Jamille Fields, Resident Blogger (’13, St Louis University School of Law)

The health care provider’s office is intended to be a confidential space for health discussions. It should be a place where all can discuss personal health issues as they arise, or practices to prevent health issues from arising. Conversations on sex and sexuality should be among these health discussions throughout youth. Education on sexuality has been shown to increase contraception use, reduce adolescent pregnancy rate, and reduce the risk of sexually transmitted diseases. But sadly, sexual health often is not discussed with youth in the provider’s office.

Earlier this year, the Journal of the American Medical Association published a study, documenting–perhaps for the first time–sexual health discussions occurring in physicians’ offices.  The study observed adolescent patients’ visits and found nearly one-third of physicians did not discuss sexual health. For those that did have sexual health discussions, the conversations lasted only 36 seconds. Now, count out 36 seconds and see how much of a “discussion” you can have.

In 36 seconds, one certainly cannot have a discussion that includes the full range of topics recommended. The American Academy of Pediatrics’ Bright Futures Guidelines for Health Supervisions of Infants, Children, and Adolescents recommends that sexuality education be provided from infancy to 21 years old. These recommendations include teaching the proper name of genitalia to young children. As children grow older, the discussions should include hygiene, privacy, and sexual development. By adolescence, these conversations should advance to counseling on contraceptives, HIV and STD prevention, and counseling against domestic violence. Notice, these conversations do not start in adolescence – the ground work should have been laid since infancy.

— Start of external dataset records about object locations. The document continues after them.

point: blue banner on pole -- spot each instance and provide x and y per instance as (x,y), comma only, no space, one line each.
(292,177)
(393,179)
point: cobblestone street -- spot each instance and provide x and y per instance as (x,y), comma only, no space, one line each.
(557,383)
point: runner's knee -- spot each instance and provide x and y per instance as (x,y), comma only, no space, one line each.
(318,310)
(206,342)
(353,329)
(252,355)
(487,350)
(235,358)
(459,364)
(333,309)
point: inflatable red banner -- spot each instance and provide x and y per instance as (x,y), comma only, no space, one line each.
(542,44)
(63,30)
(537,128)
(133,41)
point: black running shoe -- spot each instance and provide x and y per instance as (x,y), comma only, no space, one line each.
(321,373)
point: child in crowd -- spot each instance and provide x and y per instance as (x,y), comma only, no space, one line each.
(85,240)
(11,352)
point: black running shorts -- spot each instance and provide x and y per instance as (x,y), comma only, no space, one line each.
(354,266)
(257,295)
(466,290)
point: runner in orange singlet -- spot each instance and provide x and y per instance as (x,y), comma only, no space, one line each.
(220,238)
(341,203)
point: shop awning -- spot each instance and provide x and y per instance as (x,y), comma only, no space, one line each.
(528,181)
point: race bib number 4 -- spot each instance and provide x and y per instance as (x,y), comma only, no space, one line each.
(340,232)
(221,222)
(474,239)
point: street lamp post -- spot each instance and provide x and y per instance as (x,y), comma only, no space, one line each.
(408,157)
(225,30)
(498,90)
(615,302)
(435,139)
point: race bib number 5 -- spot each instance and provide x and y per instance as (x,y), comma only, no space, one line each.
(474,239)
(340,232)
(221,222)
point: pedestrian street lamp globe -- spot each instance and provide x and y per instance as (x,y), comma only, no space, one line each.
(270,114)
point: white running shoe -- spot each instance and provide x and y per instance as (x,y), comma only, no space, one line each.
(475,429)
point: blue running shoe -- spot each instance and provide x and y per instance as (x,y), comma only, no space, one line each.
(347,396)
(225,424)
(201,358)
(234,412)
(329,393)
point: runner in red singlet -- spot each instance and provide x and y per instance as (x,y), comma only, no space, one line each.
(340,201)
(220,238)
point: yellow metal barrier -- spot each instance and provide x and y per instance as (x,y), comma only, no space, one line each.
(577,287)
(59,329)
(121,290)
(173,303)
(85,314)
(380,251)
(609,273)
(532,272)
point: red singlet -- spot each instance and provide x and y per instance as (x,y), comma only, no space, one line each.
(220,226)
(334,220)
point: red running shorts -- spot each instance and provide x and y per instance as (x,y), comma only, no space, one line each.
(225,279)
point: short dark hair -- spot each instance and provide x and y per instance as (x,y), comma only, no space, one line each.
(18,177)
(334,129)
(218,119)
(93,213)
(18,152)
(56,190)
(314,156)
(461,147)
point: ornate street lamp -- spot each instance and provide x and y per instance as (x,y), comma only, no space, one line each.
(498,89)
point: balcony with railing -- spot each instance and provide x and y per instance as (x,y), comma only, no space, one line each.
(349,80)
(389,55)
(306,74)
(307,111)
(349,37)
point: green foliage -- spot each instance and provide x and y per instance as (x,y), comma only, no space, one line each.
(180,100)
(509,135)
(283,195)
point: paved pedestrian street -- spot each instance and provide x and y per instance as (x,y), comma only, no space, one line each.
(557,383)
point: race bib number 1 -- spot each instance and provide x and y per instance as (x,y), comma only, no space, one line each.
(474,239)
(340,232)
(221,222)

Failure to provide children and adolescents education on sexual health can also violate Medicaid and some Children’s Health Insurance Program (CHIP) rules. Specifically, the required benefit for those younger than 21 years old enrolled in Medicaid and some CHIPs includes medical screenings. And health education is a required component of each medical screen. This education must encourage a healthy lifestyle, be forward-looking and age-appropriate. As the Bright Futures recommendations indicate, age-appropriate health education must include sexuality education.

Unfortunately, children and adolescents are not receiving screenings as the law requires. A 2010 report from the Department of Health and Human Services notes that 76% of youth did not receive the required screening. And even when the screening did occur, it often failed to include any health education (over 20% screened did not receive any health education). So clearly changes must be made.

Thanks to the Affordable Care Act (ACA) sexuality education is also now a clear requirement for children and adolescents enrolled in Marketplace (Exchange) plans. The ACA requires most individual and group health plans to cover certain preventive services. One such service is sexuality education as Bright Futures recommends.

The explicit coverage requirements are an important first step to ensure that sexuality education and counseling are included in health care delivery. However, efforts should not stop there. Changes in the health care system must be made to ensure this actually occurs. To encourage these conversations, I offered recommendations in an issue brief and on a webinar LSRJ and American University hosted.